記憶
遠い遠い、僕の記憶。
それはまだ幼かった時の記憶。
それは暗闇に堕ちていく記憶。
それは思い出したくない記憶。
『いいか、お前はこの家を継いで会社を大きくするんだ。』
たまにしか帰ってこない父親の言葉。
『あいつはこの会社の駒だからな。』
薄暗い廊下から光が漏れる。
その漏れた光の隙間から見える父親と母親。
困った顔をしながら聞く母親に対して父親が言った言葉。
『気取らないことが正義だと思ってんだよ、アイツは。』
通りがかった教室の中。
友達だと思っていたクラスメイトの言葉。
『あの子、社長の息子ですって。その割には大人しいというか、ねぇ。』
『大人しいと言うよりあれは仕事ができないだけだろ。

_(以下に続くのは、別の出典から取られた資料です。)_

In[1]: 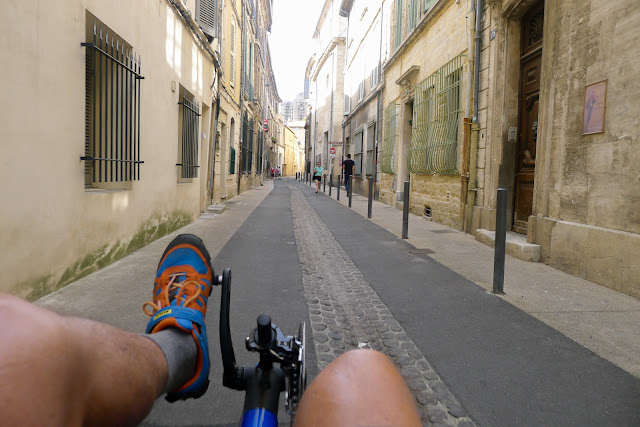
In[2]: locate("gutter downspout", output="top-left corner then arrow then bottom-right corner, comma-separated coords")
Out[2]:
464,0 -> 484,233
373,2 -> 384,200
209,85 -> 224,205
308,79 -> 318,173
325,50 -> 336,176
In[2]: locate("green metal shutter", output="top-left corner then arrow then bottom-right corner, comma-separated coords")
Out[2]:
229,147 -> 236,175
424,0 -> 438,13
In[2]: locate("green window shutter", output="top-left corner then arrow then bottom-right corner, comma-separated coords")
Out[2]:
394,0 -> 403,48
229,147 -> 236,175
424,0 -> 438,13
196,0 -> 218,37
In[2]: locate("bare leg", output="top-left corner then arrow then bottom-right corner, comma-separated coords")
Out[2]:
296,350 -> 421,426
0,294 -> 167,426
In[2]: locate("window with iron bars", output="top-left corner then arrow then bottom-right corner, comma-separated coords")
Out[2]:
229,147 -> 236,175
369,63 -> 380,90
241,112 -> 253,172
366,123 -> 376,175
256,130 -> 264,173
358,81 -> 364,102
409,54 -> 464,174
380,102 -> 398,175
407,0 -> 420,33
80,12 -> 144,188
353,131 -> 364,176
424,0 -> 438,13
176,86 -> 200,179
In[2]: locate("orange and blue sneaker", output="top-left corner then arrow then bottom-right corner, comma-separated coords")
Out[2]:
142,234 -> 215,402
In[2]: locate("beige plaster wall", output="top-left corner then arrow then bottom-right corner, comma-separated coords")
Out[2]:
0,0 -> 213,298
380,1 -> 469,228
530,0 -> 640,298
534,0 -> 640,233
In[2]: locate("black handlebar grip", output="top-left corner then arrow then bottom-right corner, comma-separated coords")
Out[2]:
258,314 -> 271,346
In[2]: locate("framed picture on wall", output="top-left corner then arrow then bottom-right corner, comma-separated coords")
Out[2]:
582,80 -> 607,135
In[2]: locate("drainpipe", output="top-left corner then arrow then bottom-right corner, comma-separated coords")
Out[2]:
464,0 -> 483,233
473,0 -> 483,123
236,0 -> 247,195
376,2 -> 384,199
325,48 -> 336,176
309,78 -> 318,172
208,87 -> 222,205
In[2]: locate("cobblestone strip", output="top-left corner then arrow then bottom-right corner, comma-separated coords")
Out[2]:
289,185 -> 475,426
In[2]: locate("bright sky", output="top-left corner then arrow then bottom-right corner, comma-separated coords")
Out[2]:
269,0 -> 324,101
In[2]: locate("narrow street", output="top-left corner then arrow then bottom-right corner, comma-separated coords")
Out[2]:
38,179 -> 640,426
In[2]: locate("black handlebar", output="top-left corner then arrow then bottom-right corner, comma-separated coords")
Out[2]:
216,268 -> 306,421
258,314 -> 273,347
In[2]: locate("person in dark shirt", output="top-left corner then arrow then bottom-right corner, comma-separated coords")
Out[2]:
342,154 -> 356,191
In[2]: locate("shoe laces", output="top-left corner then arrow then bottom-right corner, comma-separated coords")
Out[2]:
142,273 -> 202,316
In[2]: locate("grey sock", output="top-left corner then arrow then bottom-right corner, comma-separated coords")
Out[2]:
142,328 -> 198,393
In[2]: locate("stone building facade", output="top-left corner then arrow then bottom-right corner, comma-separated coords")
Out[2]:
0,0 -> 219,299
372,0 -> 640,297
471,0 -> 640,297
305,0 -> 346,182
380,0 -> 470,228
341,0 -> 390,198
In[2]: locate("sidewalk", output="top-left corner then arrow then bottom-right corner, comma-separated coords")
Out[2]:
300,177 -> 640,378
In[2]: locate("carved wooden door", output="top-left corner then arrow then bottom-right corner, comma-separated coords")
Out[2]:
513,2 -> 544,234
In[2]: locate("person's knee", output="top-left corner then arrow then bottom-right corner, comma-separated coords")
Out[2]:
296,350 -> 420,426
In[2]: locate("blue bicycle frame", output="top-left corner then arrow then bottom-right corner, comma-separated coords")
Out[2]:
218,268 -> 306,427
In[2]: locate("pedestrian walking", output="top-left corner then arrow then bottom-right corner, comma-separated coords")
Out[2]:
342,154 -> 356,191
313,162 -> 324,193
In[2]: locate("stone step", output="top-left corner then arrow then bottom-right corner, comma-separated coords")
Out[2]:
207,205 -> 227,214
476,228 -> 540,262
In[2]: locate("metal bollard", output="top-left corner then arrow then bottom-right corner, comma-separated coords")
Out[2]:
367,177 -> 373,219
493,188 -> 507,294
402,181 -> 409,239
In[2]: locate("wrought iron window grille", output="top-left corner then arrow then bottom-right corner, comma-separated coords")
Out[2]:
408,54 -> 466,175
241,112 -> 253,176
176,95 -> 201,179
380,102 -> 398,175
80,20 -> 144,187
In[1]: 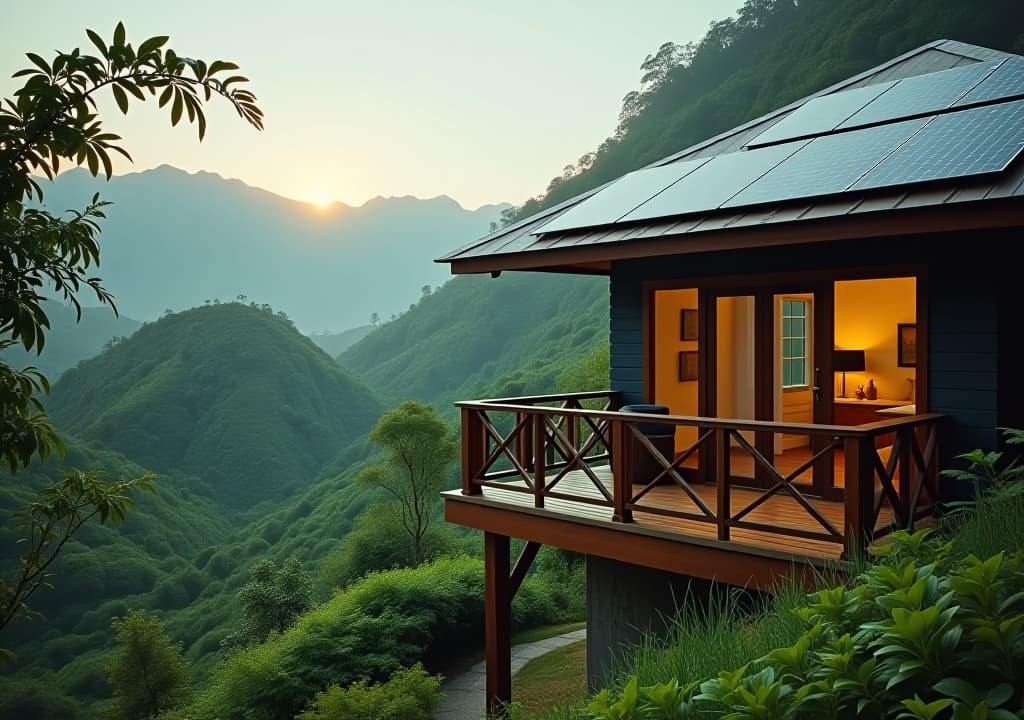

』
昼休みあけのオフィスの中。
同じ部署の、同僚たちの言葉。
僕はいつだって社長の息子だという色眼鏡で見られてきた。
僕は生まれたときから父親の会社を継ぐことが決まっていた。
父親とちゃんと関わったのは片手で数えられるほどだった。
たまにしか帰ってこない、よく知らない、父親という存在に縛られた。
僕は僕という存在ではなく、父親の息子という存在でしかなかった。
父親の息子というものさしで測られる。
そのものさしで測られると僕は出来が悪かった。
父親は偉大な人だったらしい。
そんな偉大な人を前に、なにもかも勝てるわけがなかった。
もともと会社を継ぐ器なんて持ち合わせていなかった。
今思えばそんなの当たり前だった。
僕は僕であって、僕は父親ではない。
何をしても父親と比べられて、父親より出来が悪いと言われ続けた。
生まれたときからずっと、小さいことも大きいこともすべて比べられてきた。
周りには父親のような立派な人になりなさいと言われ続けた。
そうしたらいつの間にか、僕は僕でいることをやめてしまっていた。
僕は一生懸命父親になろうとした。
父親のように立派な人。
それが何を指すのか全然わからなかった。
それでも僕はなんでもできるようになろうと努力した。
なんでもできることが、僕にとっての立派な父親だったのかもしれない。
必死に努力して、小さい頃から多くの習い事に耐えた。
必死に勉強して、勉強では誰にも負けることのないようになった。
それでも父親には追いつけなかった。
父親になろうとすると、自分とのギャップに苛まれた。
まだ足りない、なんで足りないんだろう。
その疑問さえも失っていった。
ただがむしゃらに努力した。
それでも父親には追いつけなかった。
父親の周りの人が僕を評価する。
その評価を真に受けて、だんだんと心が壊れていった。
どんどん自分を失った。
埋められないギャップに苛まれた。
そして自分自身がどこに行ったかのかさえ見失ってしまった。
ただがむしゃらに努力した。
心が壊れていくのに気づきながら、それでも努力を続けた。
それで今日、僕は空へ旅立っていった。
何が間違っていたかなんて明白だった。
父親のようにならないといけない、という洗脳に僕はやられたのだ。
自分自身を失ったからこんな結末が待っていた。
それでも死ぬ前にここから逃げないといけない、と思えただけましだった。
完全に自分自身を失ってはいなかったのだ。
心は壊れたまま、それでもまだ僕というアイデンティティは生きていた。
もうそれだけが救いだった。
そのほんの少し残った僕自身が叫ぶ。
僕は普通に生きたかった。
普通に学校に行って、普通に友達と遊んで、普通に就職して、普通に過ごしたかった。
そうすれば自分の身の丈に合ったことだけで事足りる。
なぜこんな事ができない、と罵倒される必要もなかった。
もしも、もしも普通の家庭に生まれて普通の人生を歩んでいた僕がいたとしたら。
羨ましくて仕方ない。
遠い遠い、僕の記憶、
もう、蘇ることのない暗闇の記憶。
だって、もう僕は死ねたのだから。
遠い遠い、僕の記憶。
底の見えない暗闇に沈んでいく。